Who owns the customer relationship when AI becomes the primary interface?
Without a deliberate strategy for where customer data and AI-generated insights persist, you're making a choice by default: the AI vendor becomes the platform, and your differentiation disappears. Your customer relationship becomes transactional. The AI vendor owns the continuous engagement, the personalized experience, the switching costs. Your business becomes a commodity data source in someone else's ecosystem.
MCP + ESS fundamentally changes this equation, however. When MCP provides the connectivity layer and ESS provides the control, persistence, and user-centric layer, you create an architecture that’s both powerful and practical via:
- Vendor Independence: Customer data and insights live in infrastructure you control, safely accessible to any AI platform through MCP's open standard. Your customers can use Claude today, GPT-5 tomorrow, and a specialized vertical agent next month without losing context and without your business losing the relationship.
- Continuous Customer Value: Every AI interaction enriches the customer's Data Wallet with new insights, preferences, and context. That accumulating value is tied to your relationship, not to an AI vendor's platform.
- Strategic Differentiation: While competitors allow AI vendors to intermediate their customer relationships, you offer something fundamentally different: AI-powered experiences where customers maintain control and where the value they create stays with them and with your business.

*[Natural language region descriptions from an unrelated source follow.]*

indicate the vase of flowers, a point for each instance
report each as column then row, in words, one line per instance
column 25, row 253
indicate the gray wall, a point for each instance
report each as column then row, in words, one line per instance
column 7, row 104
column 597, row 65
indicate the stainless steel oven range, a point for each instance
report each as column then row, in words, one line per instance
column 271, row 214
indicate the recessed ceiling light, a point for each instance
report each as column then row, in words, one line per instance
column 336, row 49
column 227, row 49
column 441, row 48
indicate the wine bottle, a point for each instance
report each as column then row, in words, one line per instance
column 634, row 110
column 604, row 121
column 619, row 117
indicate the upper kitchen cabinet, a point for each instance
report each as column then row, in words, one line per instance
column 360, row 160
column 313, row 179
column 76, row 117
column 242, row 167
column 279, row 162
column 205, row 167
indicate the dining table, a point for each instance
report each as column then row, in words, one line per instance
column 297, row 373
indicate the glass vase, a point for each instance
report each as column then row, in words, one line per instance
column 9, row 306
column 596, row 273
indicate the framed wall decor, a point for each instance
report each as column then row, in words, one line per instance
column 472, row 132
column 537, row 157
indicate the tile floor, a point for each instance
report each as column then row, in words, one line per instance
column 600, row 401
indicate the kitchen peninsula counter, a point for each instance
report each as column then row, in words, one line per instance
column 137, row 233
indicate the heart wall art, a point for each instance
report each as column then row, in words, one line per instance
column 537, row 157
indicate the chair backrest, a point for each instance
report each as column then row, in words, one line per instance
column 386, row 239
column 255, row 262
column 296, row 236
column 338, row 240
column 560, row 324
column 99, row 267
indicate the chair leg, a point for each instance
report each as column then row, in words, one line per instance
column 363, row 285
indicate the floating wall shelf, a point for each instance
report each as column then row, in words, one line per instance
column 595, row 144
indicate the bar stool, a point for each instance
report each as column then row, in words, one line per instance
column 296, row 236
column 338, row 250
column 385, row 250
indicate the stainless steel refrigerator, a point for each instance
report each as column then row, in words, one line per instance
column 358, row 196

The enterprises that will thrive in the AI era aren't the ones with the most sophisticated MCP integrations. They're the ones who recognized early that connectivity without control means building someone else's moat.
The question isn't whether to deploy AI agents. It's whether those agents will work for you, or for the vendors providing them.
Together, MCP and Inrupt enable enterprises to not only survive the AI transformation, but maintain and strengthen direct customer relationships rather than surrendering them.